What happened to "competition", Mr. Sweeny? You'll stop "competing" with Steam if they arbitrarily raise their revenue share?

Good Guy Sweeny...
 

Gamezone

Gold Member
The reason he is saying this is because they already plan to wind down the moneyhatting. This is just laying the groundwork to make it look like they're doing it out of the good of their heart instead of $$$. Another transparent ploy to deflect the negativity of their own actions onto somebody else.

Not sure Tim is fooling anybody but himself.

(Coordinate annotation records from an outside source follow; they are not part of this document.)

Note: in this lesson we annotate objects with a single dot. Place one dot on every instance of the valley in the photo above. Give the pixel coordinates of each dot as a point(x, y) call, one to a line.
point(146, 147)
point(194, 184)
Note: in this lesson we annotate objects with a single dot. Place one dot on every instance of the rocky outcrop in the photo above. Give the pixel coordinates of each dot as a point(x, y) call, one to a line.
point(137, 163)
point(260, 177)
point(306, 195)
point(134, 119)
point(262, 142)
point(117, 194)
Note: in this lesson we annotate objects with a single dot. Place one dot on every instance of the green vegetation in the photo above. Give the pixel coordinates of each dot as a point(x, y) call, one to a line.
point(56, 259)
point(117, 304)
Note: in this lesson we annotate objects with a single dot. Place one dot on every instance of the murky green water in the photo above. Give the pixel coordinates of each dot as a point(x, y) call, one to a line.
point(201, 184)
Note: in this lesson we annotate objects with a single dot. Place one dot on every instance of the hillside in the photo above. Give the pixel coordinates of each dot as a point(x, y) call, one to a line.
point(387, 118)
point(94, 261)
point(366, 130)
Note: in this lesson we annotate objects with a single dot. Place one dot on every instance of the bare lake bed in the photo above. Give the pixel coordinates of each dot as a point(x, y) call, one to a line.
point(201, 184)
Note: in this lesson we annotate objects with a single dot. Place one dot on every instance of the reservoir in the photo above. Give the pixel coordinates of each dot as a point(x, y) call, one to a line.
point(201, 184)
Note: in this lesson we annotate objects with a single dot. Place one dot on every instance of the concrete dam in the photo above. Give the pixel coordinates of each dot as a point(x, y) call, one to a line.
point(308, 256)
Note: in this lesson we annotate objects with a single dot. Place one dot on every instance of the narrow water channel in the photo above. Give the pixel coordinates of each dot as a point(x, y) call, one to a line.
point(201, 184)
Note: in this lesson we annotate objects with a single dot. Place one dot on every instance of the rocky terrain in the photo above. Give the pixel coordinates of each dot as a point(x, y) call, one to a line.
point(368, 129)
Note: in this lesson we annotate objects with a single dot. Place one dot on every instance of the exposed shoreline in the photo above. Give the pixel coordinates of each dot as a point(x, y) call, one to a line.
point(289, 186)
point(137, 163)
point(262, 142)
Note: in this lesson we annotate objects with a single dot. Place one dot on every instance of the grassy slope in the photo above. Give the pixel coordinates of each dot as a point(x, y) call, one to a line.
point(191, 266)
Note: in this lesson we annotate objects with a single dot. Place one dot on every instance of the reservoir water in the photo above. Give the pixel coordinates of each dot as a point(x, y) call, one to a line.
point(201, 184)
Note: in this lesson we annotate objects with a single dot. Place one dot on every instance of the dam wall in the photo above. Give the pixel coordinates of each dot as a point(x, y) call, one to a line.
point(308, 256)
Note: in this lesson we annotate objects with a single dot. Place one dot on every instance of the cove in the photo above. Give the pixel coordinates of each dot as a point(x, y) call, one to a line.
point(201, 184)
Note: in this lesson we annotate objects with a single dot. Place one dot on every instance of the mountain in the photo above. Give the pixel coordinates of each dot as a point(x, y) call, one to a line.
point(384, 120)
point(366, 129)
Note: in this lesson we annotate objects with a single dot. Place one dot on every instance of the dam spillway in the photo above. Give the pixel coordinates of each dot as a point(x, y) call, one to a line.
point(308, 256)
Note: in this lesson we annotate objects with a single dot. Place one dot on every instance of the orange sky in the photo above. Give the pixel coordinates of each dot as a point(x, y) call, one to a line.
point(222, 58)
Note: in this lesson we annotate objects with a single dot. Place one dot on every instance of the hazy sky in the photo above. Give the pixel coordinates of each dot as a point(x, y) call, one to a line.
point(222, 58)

Sure, but why even say that? There would be no reason for customers or developers to use EGS if Steam would offer the same revenue.
 

Woo-Fu

Banned
Sure, but why even say that? There would be no reason for customers or developers to use EGS if Steam would offer the same revenue.
So when you eventually stop moneyhatting you can blame Valve, again.

Epic is in the position where they want to do everything Valve has ever done while pretending it was bad when Valve did it and good when Epic does it. That requires some pretty serious bullshitting on any available social media platform that'll reach your audience.
 

Gamezone

Gold Member
So when you eventually stop moneyhatting you can blame Valve, again.

Epic is in the position where they want to do everything Valve has ever done while pretending it was bad when Valve did it and good when Epic does it. That requires some pretty serious bullshitting on any available social media platform that'll reach your audience.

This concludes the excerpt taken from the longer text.